There are patients who remain hospitalized because they have nowhere else to go, but there are others who continue to occupy beds in the Centro Hospitalar Universitário Lisboa Central (CHULC), waiting for an answer in long-term care units to complete their rehabilitation. Nationally, there are 232 patients waiting for a vacancy, according to ministry data provided to DN. At CHULC, there are 86 referred patients, 57 of whom have been clinically discharged but remain there, says Ana Ribeiro, coordinator of social services.

Most of the waiting patients are referred for long and medium-term treatment. There are 46 in total, of which 17 are for long-term treatment and the remaining 29 for medium-term treatment.

Ana Ribeiro also confirms that the waiting time for admission to a long-term care unit is at least two months, but “we have a patient waiting 79 days and another 90 days.

Until now, some cases have been solved by referring patients to beds in private units until there is a vacancy in the public network of continuing care, where patients start rehabilitation immediately. “Our center has managed to maintain a practice that has allowed us to guarantee patients a transitional response, but only for patients with criteria to join the network.

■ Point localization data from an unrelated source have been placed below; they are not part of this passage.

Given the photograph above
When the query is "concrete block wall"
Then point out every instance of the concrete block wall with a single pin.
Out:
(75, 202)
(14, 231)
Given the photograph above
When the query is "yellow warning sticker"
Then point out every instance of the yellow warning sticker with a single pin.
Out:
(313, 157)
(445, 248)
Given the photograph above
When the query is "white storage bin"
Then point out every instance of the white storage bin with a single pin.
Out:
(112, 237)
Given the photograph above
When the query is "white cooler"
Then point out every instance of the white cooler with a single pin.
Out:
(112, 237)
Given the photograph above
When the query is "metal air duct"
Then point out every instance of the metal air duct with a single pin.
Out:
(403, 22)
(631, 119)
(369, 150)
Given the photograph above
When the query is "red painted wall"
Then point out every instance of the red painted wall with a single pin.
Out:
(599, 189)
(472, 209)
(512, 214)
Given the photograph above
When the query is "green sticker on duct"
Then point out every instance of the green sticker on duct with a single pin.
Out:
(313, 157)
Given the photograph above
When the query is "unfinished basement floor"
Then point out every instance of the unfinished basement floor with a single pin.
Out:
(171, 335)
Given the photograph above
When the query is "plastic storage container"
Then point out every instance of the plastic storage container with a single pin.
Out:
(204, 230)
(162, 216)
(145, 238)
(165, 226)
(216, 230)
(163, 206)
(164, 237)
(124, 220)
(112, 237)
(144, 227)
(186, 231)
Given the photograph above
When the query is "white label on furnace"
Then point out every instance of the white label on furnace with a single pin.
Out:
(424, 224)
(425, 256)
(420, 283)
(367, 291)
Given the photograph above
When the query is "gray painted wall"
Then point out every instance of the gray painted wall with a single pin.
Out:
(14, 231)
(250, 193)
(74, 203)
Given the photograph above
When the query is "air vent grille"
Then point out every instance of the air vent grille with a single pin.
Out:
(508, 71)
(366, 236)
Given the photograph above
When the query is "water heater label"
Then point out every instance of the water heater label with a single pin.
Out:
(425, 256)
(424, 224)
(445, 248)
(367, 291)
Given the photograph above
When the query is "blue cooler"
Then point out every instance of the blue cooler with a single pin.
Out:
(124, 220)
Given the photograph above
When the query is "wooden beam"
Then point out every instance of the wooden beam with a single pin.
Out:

That is, “the patient referred to the network is stable from a clinical point of view and goes to one of these beds”, explaining that “in terms of optimizing financial resources, it is cheaper to pay for a bed in a private unit where the person starts a rehabilitation program, because we are talking about patients who need medium and long-term convalescence, than to occupy a bed in the hospital. When a vacancy occurs in the network, the patient leaves the private unit and joins the network unit.

At this moment, CHULC has contracted 20 beds in private units for these patients, and the truth, he admits, “is that some, after a month or more, when the vacancy in the network appears, don’t even need any more care because they have already recovered while occupying the bed in the private unit. Although the patients are not personally present at the CHULC, the social team continues to accompany them.